Main recommendations I need from GAF are CPU, graphics card and wattage for power supply. Case and mobo form factor for a newbie builder would be a great recommendation too.
http://ca.pcpartpicker.com/p/NnF7NG
Here's what I recommend:
PCPartPicker part list /
Price breakdown by merchant
CPU: Intel Core i5-4460 3.2GHz Quad-Core Processor ($227.39 @ Vuugo)
Motherboard: ASRock B85M-DGS Micro ATX LGA1150 Motherboard ($54.95 @ Vuugo)
Memory: Team Dark 8GB (1 x 8GB) DDR3-1600 Memory ($51.98 @ Newegg Canada)
Storage: Western Digital Caviar Blue 1TB 3.5" 7200RPM Internal Hard Drive ($61.39 @ Vuugo)
Video Card: EVGA GeForce GTX 960 4GB Superclocked Video Card ($269.99 @ Memory Express)
Case: Fractal Design Core 1000 USB 3.0 MicroATX Mid Tower Case ($39.99 @ NCIX)
Power Supply: EVGA 500W 80+ Certified ATX Power Supply ($42.99 @ NCIX)
Monitor: Acer H236HLbid 60Hz 23.0" Monitor ($169.99 @ NCIX)
Total: $918.67
Prices include shipping, taxes, and discounts when available
Generated by PCPartPicker 2015-09-29 12:36 EDT-0400
Reasons for those recommendations over your parts are as follows:
- AMD's FX line is difficult to recommend. It's a few years old and Intel's current offerings generally beat them on every level of performance except for price. Here's how the FX-6300 stacks up against an Intel i5 processor similar to the one I'm recommending. Yes, the i5 processor costs more but it's alright because there's money saved elsewhere
- A graphics card with 4GB VRAM is preferable over 2GB VRAM especially if you ever want to play any recent and more intensive games and if it fits in your budget. Going with 4GB ensures longer useful life before it becomes a bottleneck and needs to be upgraded and replaced.
- Because I am recommending an mATX motherboard, I also switched to a mATX case for a bit of a better match. What case you want is up to you so feel free to change it.
- I changed the PSU you had listed to the even cheaper EVGA 500W 80+ model. Yes, it's a bit lower end but still acceptable for your needs even quality-wise and saves you a bit more money.

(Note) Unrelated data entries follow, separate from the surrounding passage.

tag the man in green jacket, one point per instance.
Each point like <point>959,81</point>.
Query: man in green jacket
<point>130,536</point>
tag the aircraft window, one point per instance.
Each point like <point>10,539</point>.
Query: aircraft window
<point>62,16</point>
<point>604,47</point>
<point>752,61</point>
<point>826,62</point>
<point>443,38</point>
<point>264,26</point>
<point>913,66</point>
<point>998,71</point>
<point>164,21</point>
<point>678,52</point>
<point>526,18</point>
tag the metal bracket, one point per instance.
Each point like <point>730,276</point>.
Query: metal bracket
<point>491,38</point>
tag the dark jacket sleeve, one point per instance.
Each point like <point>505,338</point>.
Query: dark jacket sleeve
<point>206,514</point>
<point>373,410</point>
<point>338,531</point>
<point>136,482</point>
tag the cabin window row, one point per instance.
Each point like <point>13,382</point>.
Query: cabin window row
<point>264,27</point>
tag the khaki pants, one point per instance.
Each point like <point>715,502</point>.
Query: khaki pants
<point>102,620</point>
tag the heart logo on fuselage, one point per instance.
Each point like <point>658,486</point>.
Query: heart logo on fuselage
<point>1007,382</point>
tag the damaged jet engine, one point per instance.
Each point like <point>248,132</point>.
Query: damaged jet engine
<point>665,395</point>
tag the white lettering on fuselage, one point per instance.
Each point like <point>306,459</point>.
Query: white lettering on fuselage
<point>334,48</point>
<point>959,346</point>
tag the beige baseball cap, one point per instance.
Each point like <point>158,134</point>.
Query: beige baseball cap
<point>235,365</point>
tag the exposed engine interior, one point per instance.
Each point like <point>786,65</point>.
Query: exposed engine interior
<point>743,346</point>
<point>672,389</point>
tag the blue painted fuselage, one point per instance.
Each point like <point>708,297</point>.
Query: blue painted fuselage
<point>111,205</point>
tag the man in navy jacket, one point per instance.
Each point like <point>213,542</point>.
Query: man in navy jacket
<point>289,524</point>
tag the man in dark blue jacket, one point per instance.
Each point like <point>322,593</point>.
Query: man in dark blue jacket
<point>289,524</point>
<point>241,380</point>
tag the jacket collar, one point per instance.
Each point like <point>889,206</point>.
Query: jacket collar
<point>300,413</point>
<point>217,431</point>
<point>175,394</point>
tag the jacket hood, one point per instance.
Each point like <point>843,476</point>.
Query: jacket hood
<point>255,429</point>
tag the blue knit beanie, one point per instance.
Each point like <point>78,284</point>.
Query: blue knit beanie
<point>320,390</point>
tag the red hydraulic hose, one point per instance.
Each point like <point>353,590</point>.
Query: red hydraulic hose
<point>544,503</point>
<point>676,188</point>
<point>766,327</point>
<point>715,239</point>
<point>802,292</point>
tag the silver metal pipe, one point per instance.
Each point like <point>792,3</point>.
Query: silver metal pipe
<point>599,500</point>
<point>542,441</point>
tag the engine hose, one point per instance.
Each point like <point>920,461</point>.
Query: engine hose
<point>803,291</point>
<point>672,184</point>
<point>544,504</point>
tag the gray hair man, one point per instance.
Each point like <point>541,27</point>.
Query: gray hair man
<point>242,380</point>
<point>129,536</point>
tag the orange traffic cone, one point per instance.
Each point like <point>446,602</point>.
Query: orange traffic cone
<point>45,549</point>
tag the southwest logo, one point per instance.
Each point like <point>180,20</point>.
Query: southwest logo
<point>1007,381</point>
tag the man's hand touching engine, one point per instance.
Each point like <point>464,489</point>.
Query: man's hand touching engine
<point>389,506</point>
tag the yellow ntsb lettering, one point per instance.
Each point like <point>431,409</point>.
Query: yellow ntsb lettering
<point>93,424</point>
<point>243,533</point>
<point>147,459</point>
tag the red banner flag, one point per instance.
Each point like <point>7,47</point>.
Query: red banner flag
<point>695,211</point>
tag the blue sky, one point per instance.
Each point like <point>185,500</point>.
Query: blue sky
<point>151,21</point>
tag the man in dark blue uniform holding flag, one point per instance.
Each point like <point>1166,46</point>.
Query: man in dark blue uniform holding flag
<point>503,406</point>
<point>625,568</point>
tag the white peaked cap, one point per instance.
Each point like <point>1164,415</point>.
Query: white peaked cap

- I know you had your mind set on the Asus monitor, but as an alternative I have the Acer monitor listed. It's the same size, is also IPS panel, and retains a rating of 4+ stars out of 5 after hundreds of Amazon and Newegg reviews.
I will say that for your current needs (Minecraft, Starmade, and other voxel games) they are usually very light on PC requirements. You could get away with buying a much cheaper graphics card than the GTX 960. As I understand it, even the integrated graphics on Intel processors will do a decent job on running Minecraft at high framerates at 1080p (on just the standard resource pack without any mods, though). You can check the
Minecraft wiki's hardware performance page and hit Ctrl+F to search for "HD Graphics 4" to see all of the results from Intel processors running integrated graphics.
Now, the last thing I have to say is about Windows. If you choose to buy a retail copy then that's fine, but the build will end up costing close to $1000 before taxes (but you do get much better parts than the AMD build). If you want to save some money, then consider buying a Windows license from Reddit. Here's my usual disclaimer on that:
Cheap Windows licenses can be bought from
reddit's microsoftsoftwareswap for cheap, around $20 USD or less. Windows 10 licenses are also available for $30~40. These are most likely legitimate keys that are resold from educational programs like Technet or MSDNAA/Dreamspark. However, you are dealing with a person instead of a retailer, and informal Windows keys sales are not approved by Microsoft and probably breaking some licensing agreement, but it's not illegal. The risks involved are that the person could be selling you a fake or used key, or that Microsoft may refuse to give you support and/or deactivate your license and refuse to reactivate it. That's not very likely, usually it only happens if the seller and their list of sold keys was caught. We've had people here using those keys without issues for a long time and others who say Microsoft deactivated their key after several months. These keys should be upgradeable to Windows 10, but confirm with the seller to be sure, of course.
The choice is yours, it's an option.